Halle aux Grains, 5 février

Quelle curieuse idée d’avoir inscrit Le Villi (Les Willis)au programme des concerts de l’Orchestre National du Capitole de Toulouse (ONCT) ! Ce premier opéra de Puccini, présenté sans succès au Concours « Sonzogno », en 1883, créé ensuite au Teatro dal Verme de Milan, le 31 mai 1884, avant d’être sensiblement remanié, au cours des années suivantes, ne manque certes ni de mérites ni, surtout, de promesses.

Certaines influences y sont manifestes, extra-italiennes, pour la plupart (Wagner ou Gounod, par exemple) ; à plus d’un moment, s’y devine aussi ce que va être bientôt le compositeur de Manon Lescaut (1893). Mais, faute d’une représentation scénique dans les règles, pourquoi avoir choisi de le donner, non point dans une version de concert traditionnelle, mais dans une sommaire mise en espace, aussi ridicule que handicapante pour les trois chanteurs solistes ?

Avec un chœur perché en fond de salle et un orchestre bien installé au centre de la Halle aux Grains, ces derniers sont amenés à se déplacer çà et là, en mimant inutilement une intrigue dont ils ne sont jamais les acteurs véritables. Entraînées dans un flux sonore qui suit son cours, leurs voix se perdent. Cela se remarque, en particulier, lors des interventions de Joyce El-Khoury, émouvante Anna qui, dans un tel contexte, ne laisse qu’entrevoir ses évidentes qualités.

Venue du bel canto romantique – on se rappelle ses enregistrements, pour le label Opera Rara, de Belisario, des Martyrs et du récital Écho, consacré à Julie Dorus-Gras –, on sent la soprano libano-canadienne bien plus fragile dans un répertoire plus tardif. Avec raison, elle ne force pas sa voix et s’interdit tout accent vériste. À défaut d’une profonde tension dramatique, on retient de son air « Se come voi piccina io fossi » ce voile de mélancolie qui lui convient également.

Alexandre Duhamel ne rencontre pas les mêmes problèmes, ne serait-ce que parce qu’il n’a pas à bouger sans cesse quand il doit exprimer, après la mort de sa fille, le désir de vengeance de Guglielmo. La voix du baryton français est franche, ardente, servie par une dynamique impeccable.

Luciano Ganci incarne, avec une belle variété d’intonations, le personnage complexe de Roberto. Au gré de son va-et-vient autour de l’orchestre,  le ténor italien sert avec bravoure un rôle difficile, avec sa longue scène au second acte, qu’il aborde avec autant de vaillance que de nuances. Son timbre aux couleurs variées, à l’énergie conquérante, sait aussi traduire le désarroi de celui qui a trahi son amour.

Le Chœur du Capitole confirme, une fois encore, son excellent niveau.
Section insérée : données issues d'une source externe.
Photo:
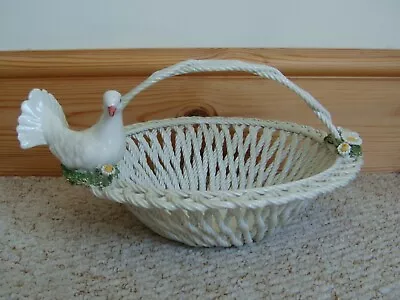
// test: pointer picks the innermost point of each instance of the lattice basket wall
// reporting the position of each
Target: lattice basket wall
(228, 181)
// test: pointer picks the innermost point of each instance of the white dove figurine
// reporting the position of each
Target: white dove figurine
(43, 122)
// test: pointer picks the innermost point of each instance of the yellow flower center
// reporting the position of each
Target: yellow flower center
(108, 168)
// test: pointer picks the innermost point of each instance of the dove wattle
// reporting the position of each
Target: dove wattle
(43, 122)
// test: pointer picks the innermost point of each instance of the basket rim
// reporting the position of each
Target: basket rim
(339, 174)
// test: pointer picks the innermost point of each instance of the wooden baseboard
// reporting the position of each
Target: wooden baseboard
(361, 89)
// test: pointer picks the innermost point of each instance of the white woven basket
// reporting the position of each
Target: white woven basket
(225, 181)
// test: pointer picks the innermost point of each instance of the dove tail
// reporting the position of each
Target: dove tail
(39, 113)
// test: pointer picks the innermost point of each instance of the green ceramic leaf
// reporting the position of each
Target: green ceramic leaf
(95, 178)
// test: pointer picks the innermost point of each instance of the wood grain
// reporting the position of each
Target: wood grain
(368, 103)
(141, 62)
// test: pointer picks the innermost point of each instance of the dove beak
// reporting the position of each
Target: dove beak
(111, 110)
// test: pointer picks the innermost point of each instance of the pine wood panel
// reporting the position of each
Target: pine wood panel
(139, 62)
(370, 106)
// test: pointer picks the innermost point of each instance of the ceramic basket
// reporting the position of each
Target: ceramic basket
(213, 181)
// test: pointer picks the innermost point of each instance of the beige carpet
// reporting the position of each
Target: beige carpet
(59, 242)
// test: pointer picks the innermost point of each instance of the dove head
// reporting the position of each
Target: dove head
(112, 102)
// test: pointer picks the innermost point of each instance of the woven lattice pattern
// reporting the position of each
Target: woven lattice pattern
(210, 157)
(225, 181)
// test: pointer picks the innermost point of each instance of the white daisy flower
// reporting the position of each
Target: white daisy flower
(351, 137)
(344, 149)
(108, 170)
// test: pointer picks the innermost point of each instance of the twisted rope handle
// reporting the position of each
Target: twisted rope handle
(264, 71)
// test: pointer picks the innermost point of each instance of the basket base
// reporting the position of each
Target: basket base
(216, 227)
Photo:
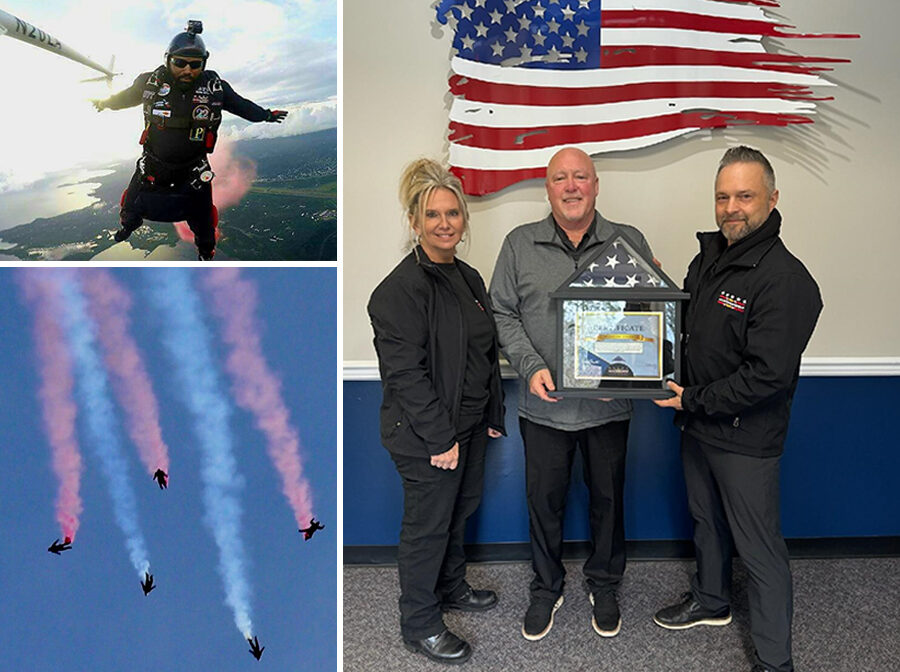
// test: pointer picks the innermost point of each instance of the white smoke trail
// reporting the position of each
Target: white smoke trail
(188, 339)
(100, 416)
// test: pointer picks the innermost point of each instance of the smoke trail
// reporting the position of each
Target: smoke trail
(256, 388)
(109, 306)
(58, 405)
(234, 177)
(100, 416)
(188, 341)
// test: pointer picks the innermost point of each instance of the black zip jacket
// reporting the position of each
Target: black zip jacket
(173, 144)
(752, 311)
(420, 339)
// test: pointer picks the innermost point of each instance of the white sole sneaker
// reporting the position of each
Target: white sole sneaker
(604, 633)
(543, 633)
(724, 620)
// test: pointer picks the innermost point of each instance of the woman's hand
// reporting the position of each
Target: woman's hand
(447, 460)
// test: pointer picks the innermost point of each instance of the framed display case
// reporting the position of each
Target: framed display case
(618, 326)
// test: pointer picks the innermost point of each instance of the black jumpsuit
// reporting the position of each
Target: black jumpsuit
(167, 185)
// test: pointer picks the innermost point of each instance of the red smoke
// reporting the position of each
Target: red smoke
(109, 306)
(234, 176)
(256, 388)
(56, 395)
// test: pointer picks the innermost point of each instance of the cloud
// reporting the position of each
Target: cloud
(301, 119)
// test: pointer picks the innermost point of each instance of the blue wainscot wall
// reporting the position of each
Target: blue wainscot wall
(840, 471)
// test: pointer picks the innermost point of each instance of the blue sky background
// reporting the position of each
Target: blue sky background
(85, 610)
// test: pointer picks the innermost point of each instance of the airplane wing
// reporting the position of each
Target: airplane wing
(13, 26)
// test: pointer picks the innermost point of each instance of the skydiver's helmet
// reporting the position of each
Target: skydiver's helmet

À la tête d’un ONCT brûlant de tous ses feux et ne ménageant guère ses effusions sonores, Speranza Scappucci prend un plaisir évident à montrer que Puccini aurait pu être aussi un remarquable compositeur de symphonies. À une intrigue assez mince, la cheffe italienne parvient à donner un relief grandiose, en recréant les ambiances infernales de ce curieux « opéra-ballet », œuvre d’un musicien de 25 ans promis à un brillant avenir.